Saya : Alhamdulillah sudah, bulan 6
kemarin.
Perantau : syukurlah. Gimana dengan sepupu kamu?
Saya : Alhamdulillah dia sudah lulus di
salah perguruan tinggi swasta, selanjutnya tinggal menunggu kuliah perdana
yakni bulan September nanti. Sedangkan untuk di Unhas pengumumannya nanti 16
juli.
Perantau : oh, syukurlah. Kadang saya agak merasa
miris melihat mahasiswa akhir-akhir ini. Tahun lalu, sebelum saya berangkat ke
Malaysia sempat bertemu dengan mahasiswa yang berasal dari kampung saya.

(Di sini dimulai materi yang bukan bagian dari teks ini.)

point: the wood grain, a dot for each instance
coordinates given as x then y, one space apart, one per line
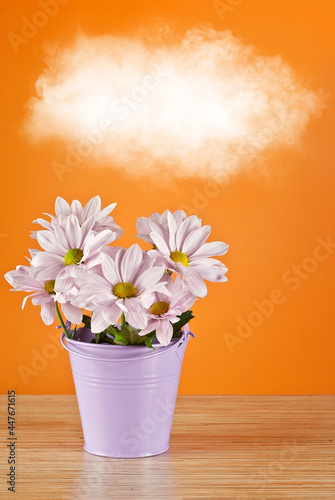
234 447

Attitudenya tidak menunjukan sebagai seorang mahasiswa. Sebenarnya yang harus
dibenahi generasi muda saat ini yakni mengenai agamanya. Ketika agama mereka
kuat, saya yakin segala sesuatu akan baik pula apalagi mengenai perkuliahan
pasti bisa berjalan lancar.
Saya : iya.
Perantau : menjadi
seorang perantau tidak enak. Harus Jauh dari keluarga, merasa nyaman di negeri
orang itu sulit. Apalagi bagi mereka yang meninggalkan anak-anak
yang masih kecil di kampung halaman, termasuk saya. Berat rasanya.
Perantau
ini memiliki tiga orang anak di mana anak pertamanya udah duduk di bangku SMA
sedangkan yang ke-2 di bangku SMP sedangkan yang satunya belum sekolah. Dia
begitu sayang pada anak-anaknya mungkin karena sering dia tinggalkan
(merantau). Dia juga berharap bisa menyekolahkan anak-anaknya hingga di bangku
perkuliahan sehingga bisa bekerja di negeri sendiri. “Cukuplah kami-kami ini
pelaku sebagai perantau. Semoga anak-anakku bisa memutuskan tradisi dari
kelurga kami yang umumnya putus sekolah dan akhirnya harus beralih sebagai
perantau”, tuturnya.
Saya
merasa bersyukur, orang tua saya bukan seorang perantau. Dan bisa menyekolahkan
saya hingga dibangku perkuliahan. Dan bisa jadi, kalau orang tua saya sebai
seorang perantau mungkin tidak seperti sekarang ini.
Satu
hal lagi saya tangkap dari perbincanganku kali itu, bagi meraka yang orang tuanya sebagai perantau mungkin bisa sadar-sadar
diri. Maksudnya jika kita sekolah, maka sekolahlah sebaik mungkin. Raihlah
prestasi setinggi mungkin agar bisa membanggakan mereka. Orang tua bekerja
keras di negeri orang untuk bisa menyekolahkanmu hingga ke bangku kuliah. Jika engkau gagal maka pupuslah harapan
mereka. Dan satu hal lagi yang perlu kita ketahui bahwa gimana
jika ada peraturan yang melarang warga Indonesia bekerja ke luarga negeri
(Malaysia)? Kemungkinan, akan menyulitkan mereka para perantau untuk bisa
menyekolahkan anak mereka. Yang mana merantau merupakan satu-satunya sumber
penghasilan yang menjanjikan untuk saat ini (pendapat mereka).